Before the men reached the village palisades, they were greeted by several of the elders bearing the
calumet
. Auguste watched as the sandy-haired man spoke to them urgently, chopping at the air with his hands. Then he slipped away, the dog silent at his heels. At the edge of the forest, where the savages cut the trees for daily use, he unbelted the hatchet at his waist, testing the sharpness of the blade against his thumb. He paid no heed to the
rat-a-tat-tat
of the red-capped woodpecker nor to the paint-bright hummingbird that darted between the white bells of the convolvulus. He chopped wood until the buttery sun melted in the sky and the nerve-strings in his neck and shoulders sang in protest.

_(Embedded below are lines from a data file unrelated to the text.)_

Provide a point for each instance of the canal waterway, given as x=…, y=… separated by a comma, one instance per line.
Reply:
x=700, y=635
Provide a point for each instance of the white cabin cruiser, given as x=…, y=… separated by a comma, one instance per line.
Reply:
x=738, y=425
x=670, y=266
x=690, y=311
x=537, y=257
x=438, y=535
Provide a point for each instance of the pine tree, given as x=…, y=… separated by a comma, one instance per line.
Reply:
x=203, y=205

It was dark when he returned to the village. As he gathered with the others to eat, he learned that the visitor was a pastor with a mission upriver, many days’ travel away. He had come to the village once before and talked to the villagers of the white man’s Great Nanboulou, who had no body and in whose fire the wicked must burn for many, many moons. He had claimed himself the Nanboulou’s chosen instrument on earth. Now it seemed that he was powerless to call down that god’s powers to expel the evil spirits that plagued him. Weak with sickness, he travelled to Mobile in search of the pale-faced medicine man whose powers might prove stronger than his own.
As was customary, the chief of the village made accommodation for the priest and his companion in his own hut. When the pastor learned that there was a French boy living among the savages at the village, he asked that the boy be sent to him there so that he might report upon his progress to the commandant at Mobile.